What started as a voluntary initiative by a clutch of business houses to report their carbon emissions may help India keep its promise to reduce carbon intensity by 25% by 2020. Hundreds of companies are likely to join them in the next few years.
Godrej & Boyce, Infosys, ITC, Tata Chemicals, NTPC, GAIL, Hindustan Construction Company (HCC), Jet Airways, Ambuja Cement, Yes Bank and Ford Motors are few of the companies that are part of the India Greenhouse Gas Programme.
India made this commitment in 2009 by a declaration in Parliament by then environment minister Jairam Ramesh.
"There are about 100 companies getting their carbon emission measured on a voluntary basis today. Our target is to get at least a 1,000 companies in the next three years," Jamshyd N Godrej, chairman of Godrej & Boyce, one of the industry leaders who spearhead this initiative, told HT.
Companies use Greenhouse Gas Protocol standards and tools developed by World Resources Institute (WRI), a global research organisation, to measure and manage their carbon footprint. "Measuring of emission in our production and supply chain systems are important to bring it down significantly over time," said Godrej.
"At some stage the international agreement on carbon reduction will come into force. And then the government will make mandatory emission cuts and existing emission norms will become tighter," he said. "It is very much in the interest of companies that you reduce carbon emission.

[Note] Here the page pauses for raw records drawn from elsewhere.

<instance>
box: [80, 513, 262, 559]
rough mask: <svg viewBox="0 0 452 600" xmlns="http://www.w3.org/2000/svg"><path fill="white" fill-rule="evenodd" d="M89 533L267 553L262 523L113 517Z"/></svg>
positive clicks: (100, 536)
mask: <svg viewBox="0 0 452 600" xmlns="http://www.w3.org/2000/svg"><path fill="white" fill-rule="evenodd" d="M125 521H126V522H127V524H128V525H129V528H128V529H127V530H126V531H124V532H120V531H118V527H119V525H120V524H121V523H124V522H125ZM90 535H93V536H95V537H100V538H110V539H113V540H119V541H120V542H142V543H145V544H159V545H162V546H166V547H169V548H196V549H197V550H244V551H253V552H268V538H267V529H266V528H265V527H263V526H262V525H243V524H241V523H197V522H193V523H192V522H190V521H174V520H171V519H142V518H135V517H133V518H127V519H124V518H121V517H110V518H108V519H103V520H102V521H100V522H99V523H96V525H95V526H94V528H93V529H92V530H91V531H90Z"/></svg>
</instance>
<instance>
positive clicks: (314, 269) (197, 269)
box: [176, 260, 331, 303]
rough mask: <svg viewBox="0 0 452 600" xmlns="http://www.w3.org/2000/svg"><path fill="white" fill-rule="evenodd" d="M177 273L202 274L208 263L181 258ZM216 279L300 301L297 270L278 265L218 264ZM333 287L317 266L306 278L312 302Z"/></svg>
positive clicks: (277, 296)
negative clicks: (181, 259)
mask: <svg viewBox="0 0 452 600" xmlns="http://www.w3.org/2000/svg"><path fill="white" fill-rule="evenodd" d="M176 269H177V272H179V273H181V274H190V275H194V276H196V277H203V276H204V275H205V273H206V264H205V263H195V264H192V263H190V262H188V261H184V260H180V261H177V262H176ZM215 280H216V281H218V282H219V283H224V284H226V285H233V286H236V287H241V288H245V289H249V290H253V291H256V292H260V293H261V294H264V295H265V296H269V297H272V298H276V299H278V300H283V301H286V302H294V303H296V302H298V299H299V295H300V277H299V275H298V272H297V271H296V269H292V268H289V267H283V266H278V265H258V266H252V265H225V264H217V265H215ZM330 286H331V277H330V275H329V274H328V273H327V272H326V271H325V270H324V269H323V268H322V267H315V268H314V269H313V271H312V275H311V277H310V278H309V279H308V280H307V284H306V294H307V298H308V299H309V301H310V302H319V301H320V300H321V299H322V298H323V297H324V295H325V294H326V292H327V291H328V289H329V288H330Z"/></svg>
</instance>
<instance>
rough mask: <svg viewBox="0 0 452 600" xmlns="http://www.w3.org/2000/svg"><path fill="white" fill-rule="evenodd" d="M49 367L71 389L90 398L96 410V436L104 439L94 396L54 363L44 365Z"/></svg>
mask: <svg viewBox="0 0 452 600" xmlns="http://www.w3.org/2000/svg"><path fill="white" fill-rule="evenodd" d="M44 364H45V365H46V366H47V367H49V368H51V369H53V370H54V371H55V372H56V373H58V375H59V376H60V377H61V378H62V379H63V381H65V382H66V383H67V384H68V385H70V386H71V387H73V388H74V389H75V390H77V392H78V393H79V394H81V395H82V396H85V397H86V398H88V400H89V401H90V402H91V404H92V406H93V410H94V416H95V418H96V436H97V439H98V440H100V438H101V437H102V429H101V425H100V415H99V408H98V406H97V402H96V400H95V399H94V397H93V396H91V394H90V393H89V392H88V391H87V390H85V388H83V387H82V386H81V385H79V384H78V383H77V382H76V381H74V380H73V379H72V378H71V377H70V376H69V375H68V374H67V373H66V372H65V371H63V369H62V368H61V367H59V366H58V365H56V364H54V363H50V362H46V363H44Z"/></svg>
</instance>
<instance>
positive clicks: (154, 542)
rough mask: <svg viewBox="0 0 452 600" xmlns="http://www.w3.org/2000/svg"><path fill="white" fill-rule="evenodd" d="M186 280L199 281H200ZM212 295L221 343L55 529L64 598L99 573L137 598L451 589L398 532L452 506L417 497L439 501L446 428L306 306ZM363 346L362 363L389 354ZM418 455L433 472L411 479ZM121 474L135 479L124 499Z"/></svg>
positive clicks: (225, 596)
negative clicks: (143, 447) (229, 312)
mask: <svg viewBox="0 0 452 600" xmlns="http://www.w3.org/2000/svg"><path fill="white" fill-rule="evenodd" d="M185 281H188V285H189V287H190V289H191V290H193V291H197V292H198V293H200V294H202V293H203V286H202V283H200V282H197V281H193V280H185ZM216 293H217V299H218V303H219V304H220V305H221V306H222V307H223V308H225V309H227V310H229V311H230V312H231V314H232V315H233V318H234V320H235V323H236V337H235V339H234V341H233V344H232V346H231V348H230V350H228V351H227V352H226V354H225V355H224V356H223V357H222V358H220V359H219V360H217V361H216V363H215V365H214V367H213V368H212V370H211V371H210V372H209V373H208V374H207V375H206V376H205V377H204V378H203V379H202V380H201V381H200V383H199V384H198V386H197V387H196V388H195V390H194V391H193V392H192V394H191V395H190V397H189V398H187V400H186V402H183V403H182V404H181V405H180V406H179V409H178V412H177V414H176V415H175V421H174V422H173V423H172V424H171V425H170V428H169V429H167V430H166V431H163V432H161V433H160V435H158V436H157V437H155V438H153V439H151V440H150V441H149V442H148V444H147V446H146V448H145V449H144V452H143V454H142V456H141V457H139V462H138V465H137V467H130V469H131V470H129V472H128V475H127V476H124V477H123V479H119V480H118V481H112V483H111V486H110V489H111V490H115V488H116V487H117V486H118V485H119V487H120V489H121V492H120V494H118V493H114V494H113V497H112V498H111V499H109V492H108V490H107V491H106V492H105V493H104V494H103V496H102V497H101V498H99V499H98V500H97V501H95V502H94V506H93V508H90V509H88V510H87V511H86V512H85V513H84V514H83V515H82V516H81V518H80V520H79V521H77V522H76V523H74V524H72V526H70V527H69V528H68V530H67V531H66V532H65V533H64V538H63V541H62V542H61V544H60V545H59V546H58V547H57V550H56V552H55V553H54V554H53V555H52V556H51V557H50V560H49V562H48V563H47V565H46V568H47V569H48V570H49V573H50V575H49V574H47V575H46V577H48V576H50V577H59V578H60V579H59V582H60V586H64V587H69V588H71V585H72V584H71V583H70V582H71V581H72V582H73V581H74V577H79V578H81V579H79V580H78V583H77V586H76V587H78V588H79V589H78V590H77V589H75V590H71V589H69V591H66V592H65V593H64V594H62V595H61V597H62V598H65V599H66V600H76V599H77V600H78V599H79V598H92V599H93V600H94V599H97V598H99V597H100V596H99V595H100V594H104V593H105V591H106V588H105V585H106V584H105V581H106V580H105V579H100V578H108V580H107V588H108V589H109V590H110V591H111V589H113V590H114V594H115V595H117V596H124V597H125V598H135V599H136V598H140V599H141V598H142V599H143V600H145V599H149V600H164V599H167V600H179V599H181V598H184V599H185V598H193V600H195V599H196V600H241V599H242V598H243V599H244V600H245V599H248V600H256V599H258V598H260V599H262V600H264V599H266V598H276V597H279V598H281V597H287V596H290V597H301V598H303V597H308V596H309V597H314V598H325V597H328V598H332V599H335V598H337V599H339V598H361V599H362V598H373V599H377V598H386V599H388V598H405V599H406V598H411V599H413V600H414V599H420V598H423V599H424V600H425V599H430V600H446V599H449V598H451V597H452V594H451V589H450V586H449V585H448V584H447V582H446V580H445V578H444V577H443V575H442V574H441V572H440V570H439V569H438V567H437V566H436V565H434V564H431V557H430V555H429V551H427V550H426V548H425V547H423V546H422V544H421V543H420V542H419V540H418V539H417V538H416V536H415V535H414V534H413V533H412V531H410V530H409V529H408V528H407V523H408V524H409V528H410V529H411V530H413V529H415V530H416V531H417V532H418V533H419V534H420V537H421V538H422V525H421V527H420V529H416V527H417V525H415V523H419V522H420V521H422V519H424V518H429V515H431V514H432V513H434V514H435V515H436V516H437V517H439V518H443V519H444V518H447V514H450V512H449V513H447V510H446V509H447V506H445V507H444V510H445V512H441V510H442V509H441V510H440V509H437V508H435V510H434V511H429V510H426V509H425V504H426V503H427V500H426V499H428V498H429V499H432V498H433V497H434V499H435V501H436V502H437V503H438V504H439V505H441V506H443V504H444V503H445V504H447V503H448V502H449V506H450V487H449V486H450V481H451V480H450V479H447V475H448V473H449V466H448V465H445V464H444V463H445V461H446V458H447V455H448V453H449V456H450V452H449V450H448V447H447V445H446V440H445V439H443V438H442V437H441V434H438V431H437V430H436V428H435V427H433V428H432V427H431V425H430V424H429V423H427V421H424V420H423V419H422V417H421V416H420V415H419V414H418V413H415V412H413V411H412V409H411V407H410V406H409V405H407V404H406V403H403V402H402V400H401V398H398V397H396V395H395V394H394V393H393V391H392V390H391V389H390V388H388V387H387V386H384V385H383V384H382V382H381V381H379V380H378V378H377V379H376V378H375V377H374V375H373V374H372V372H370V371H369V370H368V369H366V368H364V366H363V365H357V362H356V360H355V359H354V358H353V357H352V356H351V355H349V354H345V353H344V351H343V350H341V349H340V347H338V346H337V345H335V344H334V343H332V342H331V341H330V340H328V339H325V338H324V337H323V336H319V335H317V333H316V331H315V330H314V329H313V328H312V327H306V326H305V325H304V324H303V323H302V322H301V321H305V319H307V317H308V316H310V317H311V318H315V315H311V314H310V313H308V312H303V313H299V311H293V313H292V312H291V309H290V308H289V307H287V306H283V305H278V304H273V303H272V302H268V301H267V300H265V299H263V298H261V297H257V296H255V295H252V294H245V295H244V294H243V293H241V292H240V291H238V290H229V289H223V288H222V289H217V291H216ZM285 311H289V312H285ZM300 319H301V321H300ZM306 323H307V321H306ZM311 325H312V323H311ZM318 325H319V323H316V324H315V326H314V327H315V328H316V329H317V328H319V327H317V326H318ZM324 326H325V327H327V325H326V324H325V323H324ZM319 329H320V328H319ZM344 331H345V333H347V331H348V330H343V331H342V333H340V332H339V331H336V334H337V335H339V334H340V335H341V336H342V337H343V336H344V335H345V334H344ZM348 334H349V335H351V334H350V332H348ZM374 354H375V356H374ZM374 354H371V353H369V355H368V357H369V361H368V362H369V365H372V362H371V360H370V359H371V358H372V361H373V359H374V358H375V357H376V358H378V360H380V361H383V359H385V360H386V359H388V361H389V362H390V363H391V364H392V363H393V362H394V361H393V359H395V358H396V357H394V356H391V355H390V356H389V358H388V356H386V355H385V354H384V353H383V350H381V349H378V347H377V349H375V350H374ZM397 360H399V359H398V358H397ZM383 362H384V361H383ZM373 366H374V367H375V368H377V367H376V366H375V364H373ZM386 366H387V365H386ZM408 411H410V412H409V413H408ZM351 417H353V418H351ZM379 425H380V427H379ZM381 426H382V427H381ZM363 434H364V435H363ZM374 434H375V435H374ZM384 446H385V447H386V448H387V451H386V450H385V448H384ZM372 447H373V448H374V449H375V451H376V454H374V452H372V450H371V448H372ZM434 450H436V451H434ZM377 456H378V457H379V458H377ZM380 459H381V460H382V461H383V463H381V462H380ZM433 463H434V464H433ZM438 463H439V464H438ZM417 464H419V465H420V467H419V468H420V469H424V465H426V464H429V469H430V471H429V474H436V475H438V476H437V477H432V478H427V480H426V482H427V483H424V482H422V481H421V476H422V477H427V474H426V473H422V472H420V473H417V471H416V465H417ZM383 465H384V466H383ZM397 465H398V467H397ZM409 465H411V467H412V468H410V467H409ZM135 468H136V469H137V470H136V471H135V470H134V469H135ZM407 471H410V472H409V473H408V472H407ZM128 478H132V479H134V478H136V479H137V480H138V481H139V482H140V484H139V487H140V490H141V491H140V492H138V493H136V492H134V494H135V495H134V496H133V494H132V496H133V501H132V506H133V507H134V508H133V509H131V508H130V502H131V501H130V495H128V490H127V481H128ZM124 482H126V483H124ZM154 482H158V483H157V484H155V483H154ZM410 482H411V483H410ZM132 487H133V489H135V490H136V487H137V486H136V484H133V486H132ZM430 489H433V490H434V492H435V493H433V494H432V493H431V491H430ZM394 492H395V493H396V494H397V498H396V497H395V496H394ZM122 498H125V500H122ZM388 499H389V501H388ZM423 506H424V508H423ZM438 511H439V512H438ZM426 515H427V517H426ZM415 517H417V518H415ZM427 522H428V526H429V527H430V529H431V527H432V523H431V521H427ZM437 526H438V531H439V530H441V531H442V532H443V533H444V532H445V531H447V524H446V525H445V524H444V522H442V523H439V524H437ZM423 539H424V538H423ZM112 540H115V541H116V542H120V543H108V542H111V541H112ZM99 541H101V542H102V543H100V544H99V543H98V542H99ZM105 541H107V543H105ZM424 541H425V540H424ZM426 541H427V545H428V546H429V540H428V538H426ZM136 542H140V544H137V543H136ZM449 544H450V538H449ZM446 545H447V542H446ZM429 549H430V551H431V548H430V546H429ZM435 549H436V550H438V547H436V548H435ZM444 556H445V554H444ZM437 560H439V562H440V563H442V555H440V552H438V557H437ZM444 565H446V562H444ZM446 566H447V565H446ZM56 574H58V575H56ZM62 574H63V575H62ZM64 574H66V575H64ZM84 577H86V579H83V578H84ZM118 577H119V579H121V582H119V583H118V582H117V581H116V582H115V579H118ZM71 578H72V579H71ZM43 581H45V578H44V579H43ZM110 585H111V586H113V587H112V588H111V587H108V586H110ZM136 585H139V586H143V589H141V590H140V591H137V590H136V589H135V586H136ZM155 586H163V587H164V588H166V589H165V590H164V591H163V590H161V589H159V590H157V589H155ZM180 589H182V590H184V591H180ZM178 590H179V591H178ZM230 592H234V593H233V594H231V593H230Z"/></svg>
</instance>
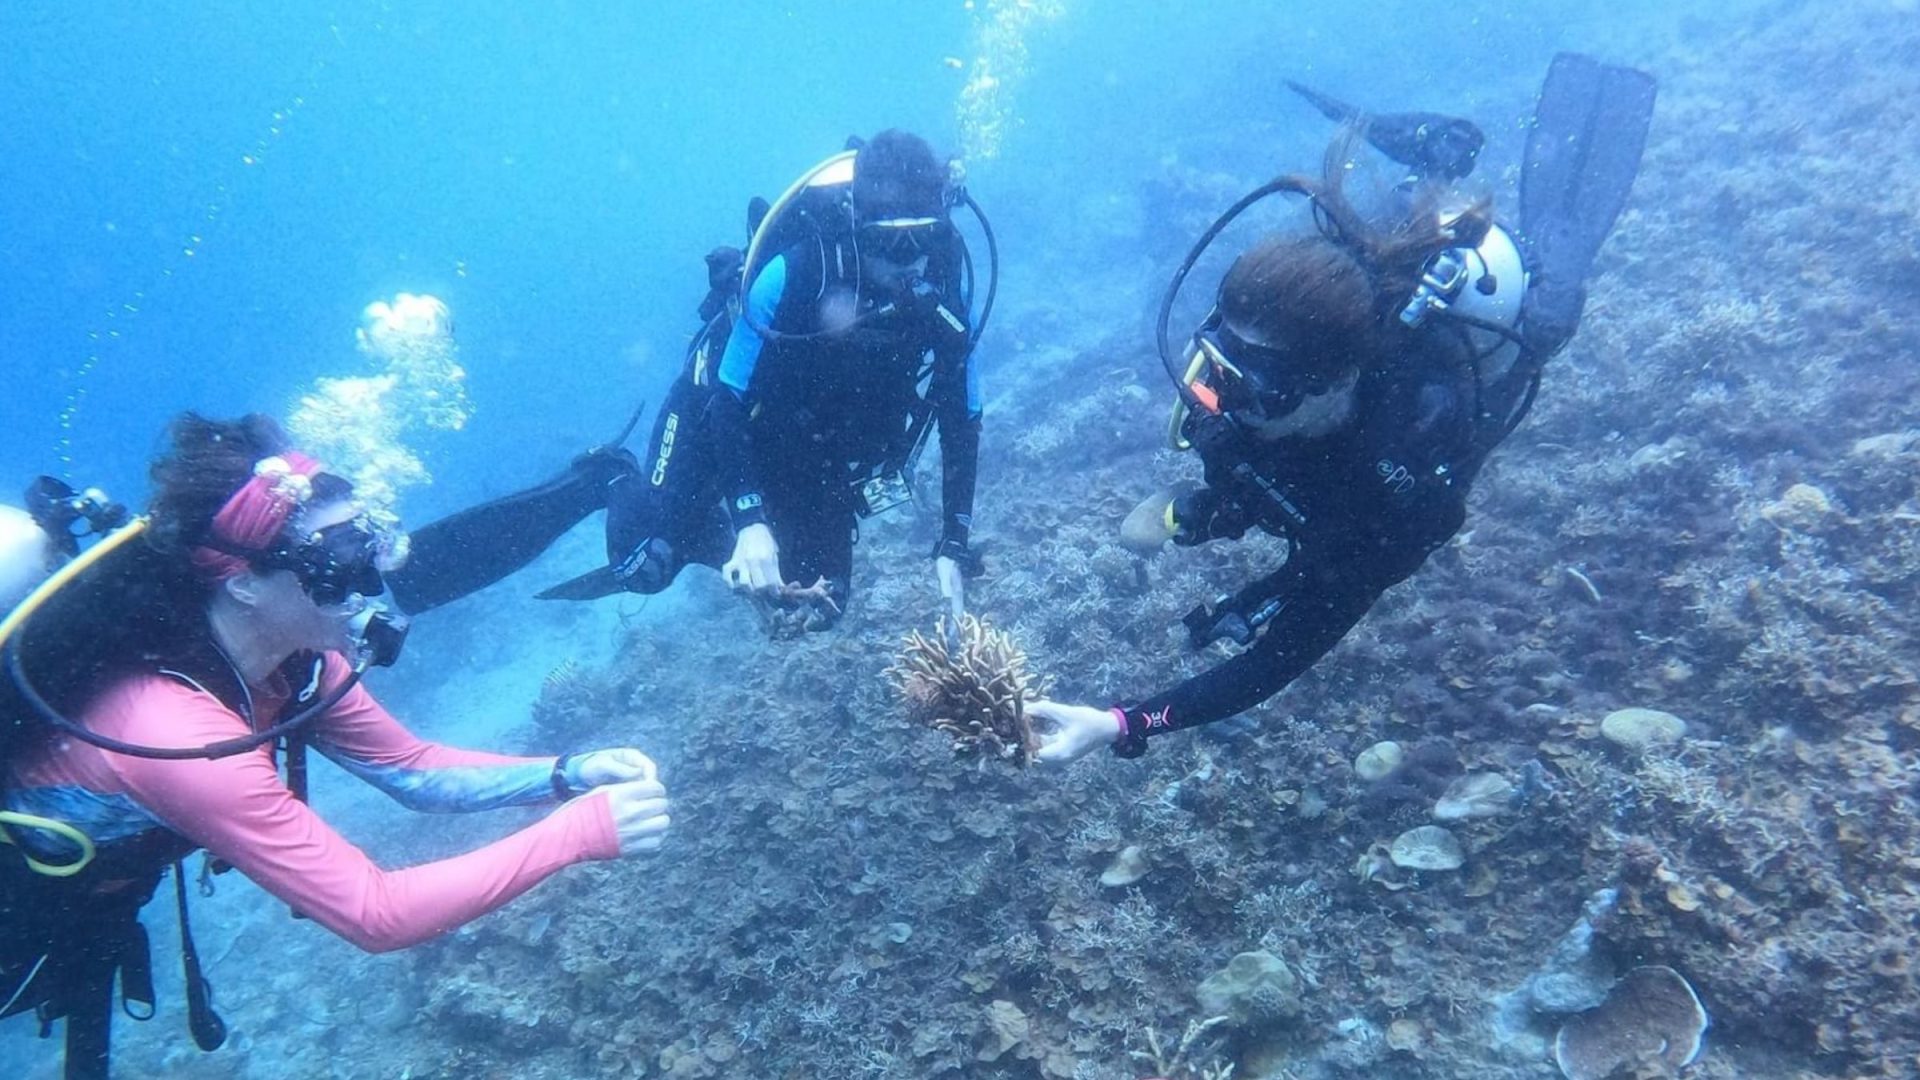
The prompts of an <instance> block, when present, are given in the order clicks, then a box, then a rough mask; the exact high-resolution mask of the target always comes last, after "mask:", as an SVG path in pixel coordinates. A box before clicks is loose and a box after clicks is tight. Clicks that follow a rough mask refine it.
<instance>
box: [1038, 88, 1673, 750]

You save money by using less energy," he added.
Godrej said the initiatives have started to bear fruit as consumer goods major ITC, one of the pioneers, has emerged the only company in the world carbon, water and recycling solid waste positive.
The Bureau of Energy Efficiency has initiated a scheme for 500 units in the energy-intensive sectors such as oil and gas, power, steel and cement to trade benefits of carbon reduction among themselves. "It will take some time to gain traction, but will help bring down average carbon emission," said Godrej.